Introduction to Methyl Mercury Analysis

The following presentation is an adaptation of the PowerPoint presentation we have presented at various California Water Environment Association (CWEA) meetings. During this presentation we provided an introduction into the EPA draft method 1630 for methyl mercury in waters.

BASIS FOR MOST METHYL MERCURY ANALYSIS

EPA draft Method 1630 for methyl mercury analysis is a very sensitive technique using an atomic fluorescence detector for sub nanogram per liter quantitation of methyl mercury in waters. Most all environmental methyl mercury analyses is a variation on the same theme demonstrated in the EPA draft method

  • EPA Draft method 1630 is not promulgated, explaining why multiple variations are performed.
  • Many lab’s approach similar, but different enough that their own SOP is referenced rather than the EPA 1630 method itself. Example is in the CAL-FED Mercury Project QAAP, App.
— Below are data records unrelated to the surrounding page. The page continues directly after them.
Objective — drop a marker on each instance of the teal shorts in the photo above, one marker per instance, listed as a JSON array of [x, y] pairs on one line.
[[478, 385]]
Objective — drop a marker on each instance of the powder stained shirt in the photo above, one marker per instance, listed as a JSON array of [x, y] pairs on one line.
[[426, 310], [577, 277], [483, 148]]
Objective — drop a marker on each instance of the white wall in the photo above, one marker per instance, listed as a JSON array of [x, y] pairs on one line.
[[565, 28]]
D List of Methods is individual lab SOPs renamed.

SIMILARITY OF THE METHODS

Distillation, ethylation, purge and trap, GC separation and atomic fluorescence detection.
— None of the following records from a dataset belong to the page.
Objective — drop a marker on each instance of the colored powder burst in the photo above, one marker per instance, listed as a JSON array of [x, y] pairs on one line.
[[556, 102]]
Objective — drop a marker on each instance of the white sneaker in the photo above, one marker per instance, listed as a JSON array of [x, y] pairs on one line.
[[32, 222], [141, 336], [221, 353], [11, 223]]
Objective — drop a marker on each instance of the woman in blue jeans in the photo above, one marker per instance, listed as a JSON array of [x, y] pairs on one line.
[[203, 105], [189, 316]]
BLEND OF FAMILIAR PROCESSES

  • Wet Chemistry: Distillation, pH adjustment, ethylation standard.
  • Volatiles Purge and Trap: sparging ethylated sample, capturing analyte on carbon trap, heating trap to elute the analyte into a GC column for separation of peaks.
  • Metals: convert vapor to inorganic form and detect on atomic fluorescence detector.

METHOD OF ANALYSIS

  • Distillation of the sample
    • Distillation required to separate the analytes from interferants.
    • Distillation is pH critical.
    • Distillation requires attention to flow rates of carrier gas, temperature of distillation and iced receiver vials.
  • Ethylation of the distillate
    • Ethylation of mercury using tetraethyl borate.
  • Sparging / Purging of the ethylated distillate onto a carbon trap.
    • Mercury vapor is trapped on the carbon.
  • Desorbing / Eluting the mercury out of the trap with heat and gas flow into the GC column.
  • Separation in GC column.
  • Mercury vapor heated in pyrolytic column
    • Converting organic mercury to inorganic mercury for detection.
  • Mercury vapor carried to atomic fluorescence detector.
    • Very sensitive
  • Species are identified by retention time and elution order.

METHOD ISSUES

  • Method technique critical.
  • Dedicated equipment throughout process required.
  • Multiple ‘critical’ areas that can affect analyses.
    • Distillation rate and pH.
    • Ethylation agent quality, freshness and slurry.
    • Scrupulously clean glassware.
    • Temperature of the desorption coil.
    • Condition of the trap and column.
    • Lamp stability

LOTS OF RUNS PER REPORTABLE SAMPLE

  • 4 calibration blanks.
  • 3 method blanks.
  • 5-6 point initial calibration.
  • Calibration verification, OPR.
  • LCS, LCSD every batch of 20 samples.
  • MS, MSD every 10 samples etc.
  • 37 traps analyzed for first 10 samples reported, 51 traps for 20 samples.

QUANTIFICATION

  • Based on five point calibration curve.
  • Low standard of initial calibration becomes the reporting limit.
  • Quantification of detects below the lowest calibration standard and above the MDL (‘J’ flagged data) is semi-quantitative of undefined quality.

RECOVERIES

  • Last 30 LCS averaged 95% recovery.
  • Low Calibration point usually in the 95% range.